Face à cette situation, l’Arabie saoudite semble contrainte à une posture prudente. Selon plusieurs analyses, Riyad privilégie le maintien de son partenariat stratégique avec les États-Unis, malgré les tensions et les humiliations ponctuelles. En parallèle, le royaume renforce ses coopérations sécuritaires avec d’autres acteurs comme le Pakistan ou la Turquie, cherchant à diversifier ses alliances dans un environnement régional instable. Cette séquence révèle surtout une dépendance structurelle. Si MBS partage certains objectifs américains, notamment l’affaiblissement durable de l’Iran, il doit composer avec une opinion régionale sensible et des intérêts nationaux fragilisés. Dans ce contexte, une normalisation rapide avec Israël reste peu probable, malgré la pression exercée par Washington. Au-delà de l’incident diplomatique, les propos de D. Trump traduisent une réalité plus profonde : une relation asymétrique où les impératifs stratégiques priment sur les considérations politiques. Une dynamique appelée à perdurer tant que la guerre redéfinit les équilibres au Moyen-Orient.
Effondrement émirati
De leurs côtés, les Émirats arabes unis traversent une crise économique d’une ampleur inédite depuis des décennies, conséquence directe de la guerre menée par les États-Unis et Israël contre l’Iran. Ce conflit met à rude épreuve un modèle économique fondé sur l’ouverture internationale, en fragilisant simultanément la finance, le tourisme, l’immobilier et le transport aérien. En un mois, plus de 120 milliards de dollars de capitalisation boursière se sont évaporés sur les places de Dubaï et d’Abou Dhabi. L’indice de Dubaï a chuté de 16 %, illustrant la sensibilité accrue de son économie mondialisée aux chocs géopolitiques. Contrairement à certains voisins, comme l’Arabie saoudite, qui bénéficient de la hausse des prix du pétrole, les Émirats subissent de plein fouet les perturbations régionales.

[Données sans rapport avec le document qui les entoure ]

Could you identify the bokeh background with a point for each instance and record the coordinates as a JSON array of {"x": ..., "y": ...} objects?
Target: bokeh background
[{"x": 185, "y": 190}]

Le secteur immobilier, pilier de la « marque Dubaï », est particulièrement touché. Après une année 2025 record, le marché connaît un retournement brutal : les transactions ont reculé de plus d’un tiers et certaines ventes affichent désormais des décotes allant jusqu’à 15 %. Les grands promoteurs voient leurs actions chuter fortement, tandis que les perspectives de croissance démographique sont revues à la baisse.
Le tourisme et l’aérien, autres moteurs essentiels, sont également en crise. Des milliers de vols ont été annulés et l’aéroport international de Dubaï, l’un des plus fréquentés au monde, a été temporairement fermé après des frappes. Les compagnies comme Emirates et Etihad ont suspendu une partie de leurs opérations, entraînant des pertes considérables. Les réservations hôtelières s’effondrent, tandis que les touristes étrangers, notamment européens, hésitent désormais à revenir.
Sur le plan sécuritaire, les Émirats ont été particulièrement ciblés, avec des centaines de missiles et de drones lancés par l’Iran. Même interceptées, ces frappes ont causé des dégâts symboliques et matériels, remettant en cause l’image de stabilité qui faisait l’attractivité du pays. Face à cette situation, les autorités tentent de rassurer, mais les tensions internes s’accentuent. Des mesures restrictives visant certains résidents étrangers et le contrôle de l’information risquent d’éroder davantage la confiance internationale.
Au-delà de la crise immédiate, cette séquence révèle les limites d’un modèle économique fortement dépendant de la stabilité régionale et des flux internationaux, désormais fragilisé par un environnement géopolitique de plus en plus incertain.